Much has already been said on the various things that can be done to protect yourself while working on the move. Indeed, just the other day I wrote a piece on exactly how not to do it, and I am sure it is a regular topic of internal security articles at many companies.
The key issue I see is that the security measures are not always seen as ways to protect information. Rather, they are often seen as hoops that people need to jump through to get to the information they need to do their work. When, as is sometimes the case, security measures are poorly designed and/or poorly implemented, then the view of information security as an obstacle should come as no surprise.

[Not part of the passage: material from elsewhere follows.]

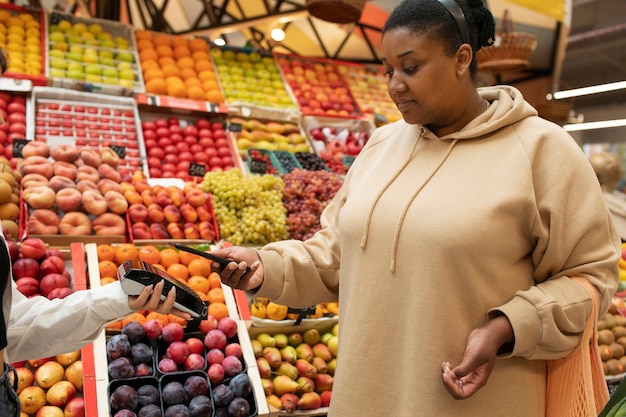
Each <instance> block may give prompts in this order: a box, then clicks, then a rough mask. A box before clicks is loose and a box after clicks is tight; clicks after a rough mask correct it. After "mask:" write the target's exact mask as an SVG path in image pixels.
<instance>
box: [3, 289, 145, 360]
mask: <svg viewBox="0 0 626 417" xmlns="http://www.w3.org/2000/svg"><path fill="white" fill-rule="evenodd" d="M11 290H12V297H13V301H12V305H11V316H10V318H9V326H8V331H7V336H8V341H9V345H8V346H7V351H8V357H9V359H10V360H11V361H12V362H14V361H20V360H26V359H36V358H44V357H49V356H53V355H58V354H61V353H67V352H73V351H75V350H77V349H80V348H81V347H83V346H85V345H86V344H88V343H89V342H91V341H93V340H94V339H96V338H97V337H98V335H99V334H100V332H101V331H102V329H103V327H104V326H105V325H106V324H107V323H109V322H111V321H114V320H118V319H120V318H122V317H125V316H128V315H129V314H131V313H132V312H133V311H132V310H131V309H130V308H129V307H128V296H127V295H126V294H125V293H124V291H123V290H122V287H121V286H120V284H119V283H118V282H114V283H111V284H107V285H104V286H102V287H99V288H94V289H91V290H81V291H76V292H74V293H73V294H70V295H69V296H67V297H65V298H63V299H58V298H57V299H53V300H49V299H47V298H45V297H32V298H26V297H25V296H24V295H23V294H22V293H20V292H19V291H18V290H17V287H16V286H15V283H12V284H11Z"/></svg>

Therefore, rather than trying to foist technology or procedures onto people, would we not be better focussing on behaviours that can be reinforced with easy to remember concepts? Here are a few to consider:
Think about where you are sitting with your laptop/mobile phone. Can it be stolen easily (as in this example) or can your screen be viewed easily by people sat nearby? Your data can be both physically stolen as well as “visually” appropriated.

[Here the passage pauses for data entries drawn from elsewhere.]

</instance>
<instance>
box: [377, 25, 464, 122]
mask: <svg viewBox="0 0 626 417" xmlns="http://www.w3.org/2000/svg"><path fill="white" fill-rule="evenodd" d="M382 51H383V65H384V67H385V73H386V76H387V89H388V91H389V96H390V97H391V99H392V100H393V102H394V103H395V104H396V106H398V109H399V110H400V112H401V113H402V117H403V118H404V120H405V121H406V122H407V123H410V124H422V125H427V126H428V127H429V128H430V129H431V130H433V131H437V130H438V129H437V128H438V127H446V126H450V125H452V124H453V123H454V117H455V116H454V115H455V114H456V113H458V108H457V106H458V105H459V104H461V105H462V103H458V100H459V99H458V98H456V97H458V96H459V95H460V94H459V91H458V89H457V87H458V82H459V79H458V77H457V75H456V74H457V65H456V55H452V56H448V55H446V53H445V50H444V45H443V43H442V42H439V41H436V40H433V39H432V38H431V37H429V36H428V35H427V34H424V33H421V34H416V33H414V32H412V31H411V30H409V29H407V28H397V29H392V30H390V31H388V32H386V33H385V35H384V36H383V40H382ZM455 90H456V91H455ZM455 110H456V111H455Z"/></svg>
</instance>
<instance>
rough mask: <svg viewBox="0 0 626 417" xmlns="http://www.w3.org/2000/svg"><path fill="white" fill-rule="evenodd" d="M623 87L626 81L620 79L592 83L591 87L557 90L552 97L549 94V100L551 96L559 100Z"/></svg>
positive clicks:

All internet-based connections should go through a VPN. This might be overkill for some, but it ensures that there is no internal dialogue about the security of a Starbuck’s Wi-Fi versus a BT hotspot or even a hotel Wi-Fi. Always use a corporate VPN to encrypt and tunnel your traffic through any potentially unsafe network. Even when using a personal laptop to do your own work in a cafe, like a bit of banking or shopping, your credentials and details can be stolen, so use one of the many commercial (and sometimes free) VPN products that are available
Be aware of your surroundings. Is this a high-traffic area such as a cafe or airport lounge, with people moving in and out frequently? Be aware of what is on your screen – is it confidential? Should you really be working on it in a public space? This doesn’t mean you need to be paranoid, but travellers, especially when abroad, can often be spotted easily and are often viewed as vulnerable. Knowing your surroundings and behaving accordingly is an important part of not only keeping your data secure, but of keeping yourself safe also.
Let’s face it, technology is never going to solve everything. I wrote recently about an example which had all the right technology in place, only to be let down completely by a visit to the bathroom. If in doubt, your mobile devices should be your “bathroom buddies” and not left exposed in public!